My main obsession, as I mention recently, is trying to clear out old photos that are filling up nearly two very large hard drives. I don’t even want to think about how many CD’s full of even older shots I might have waiting on the shelf. And we won’t even mention all the old slides that really should be converted to digital copies so that they don’t get thrown out when no one has slide projectors around to show them.
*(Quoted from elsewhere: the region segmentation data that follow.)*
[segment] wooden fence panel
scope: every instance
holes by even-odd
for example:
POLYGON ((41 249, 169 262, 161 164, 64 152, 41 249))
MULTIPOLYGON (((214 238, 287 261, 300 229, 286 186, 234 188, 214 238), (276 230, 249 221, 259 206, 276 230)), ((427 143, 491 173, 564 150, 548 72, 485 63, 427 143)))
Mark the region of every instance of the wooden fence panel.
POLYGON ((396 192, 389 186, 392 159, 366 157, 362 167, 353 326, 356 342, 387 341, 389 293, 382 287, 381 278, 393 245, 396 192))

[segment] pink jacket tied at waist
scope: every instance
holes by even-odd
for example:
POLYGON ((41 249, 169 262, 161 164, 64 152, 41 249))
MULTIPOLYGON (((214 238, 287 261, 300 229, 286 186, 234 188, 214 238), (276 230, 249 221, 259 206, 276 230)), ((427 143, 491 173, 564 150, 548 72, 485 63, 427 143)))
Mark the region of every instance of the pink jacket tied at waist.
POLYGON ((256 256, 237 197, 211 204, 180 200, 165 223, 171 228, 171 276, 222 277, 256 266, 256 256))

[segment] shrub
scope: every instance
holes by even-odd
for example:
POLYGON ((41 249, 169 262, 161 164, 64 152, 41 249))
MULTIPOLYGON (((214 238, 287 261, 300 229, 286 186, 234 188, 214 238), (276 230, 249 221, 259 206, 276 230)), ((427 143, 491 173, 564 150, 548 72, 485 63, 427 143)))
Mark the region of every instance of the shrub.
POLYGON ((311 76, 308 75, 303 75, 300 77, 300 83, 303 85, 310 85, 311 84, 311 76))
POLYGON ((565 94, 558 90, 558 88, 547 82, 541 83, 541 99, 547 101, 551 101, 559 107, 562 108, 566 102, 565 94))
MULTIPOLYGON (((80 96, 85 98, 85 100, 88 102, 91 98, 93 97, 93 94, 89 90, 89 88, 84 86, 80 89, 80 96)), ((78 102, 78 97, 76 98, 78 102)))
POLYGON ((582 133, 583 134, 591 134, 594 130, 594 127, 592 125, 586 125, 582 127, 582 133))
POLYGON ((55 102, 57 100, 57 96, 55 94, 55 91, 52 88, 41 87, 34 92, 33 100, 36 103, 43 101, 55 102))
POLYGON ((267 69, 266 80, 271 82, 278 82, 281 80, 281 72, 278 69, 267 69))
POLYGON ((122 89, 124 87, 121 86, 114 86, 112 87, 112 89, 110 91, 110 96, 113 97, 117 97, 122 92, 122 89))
Conservatively, I’ve been locating and deleting nearly a thousand photos a day. Before I can delete many of them, I need to find them on backup hard drives because they have become disconnected from Aperture over time. Many of them became disconnected when I had to buy a larger hard drive to back them up. If I just delete them from Aperture without first locating them, they never actually get deleted from the hard drive, and that certainly defeats the purpose of what I’m doing.

So far I’m just tackling the easy part, deleting photos that aren’t as good as photos taken the same day or photos of subjects that I know in my head that I have better shots, common birds like Great Blue Herons, American Bitterns, Kingfishers, favorites that I can easily remember.

It will take me probably another 40+ hours just to finish this phase of the job. The harder job will be identifying all the photos so that I can then eliminate all but the very best of the shots, and the ones that have personal value because they remind me vividly of particular experiences.

It’s hard to remember that this is merely an extension of another job I started recently, trying to clean out my office so that I can paint, lay a new floor, and move the furniture around so that I can spend more time doing artwork.

Luckily it’s winter and I don’t have any plans to go anywhere until spring. We’ve descended into the winter rains here, and it’s supposed to get even worse in the near future. So, maybe I will be able to get back to reading and writing sooner rather than later.

Of course, I suspect I originally started this cleanup to avoid writing about Joyce’s Portrait of the Artist as a Young Man and Ulysses. I have given both a lot of thought, though, and I’m not willing to throw them out until I have finally written something about them.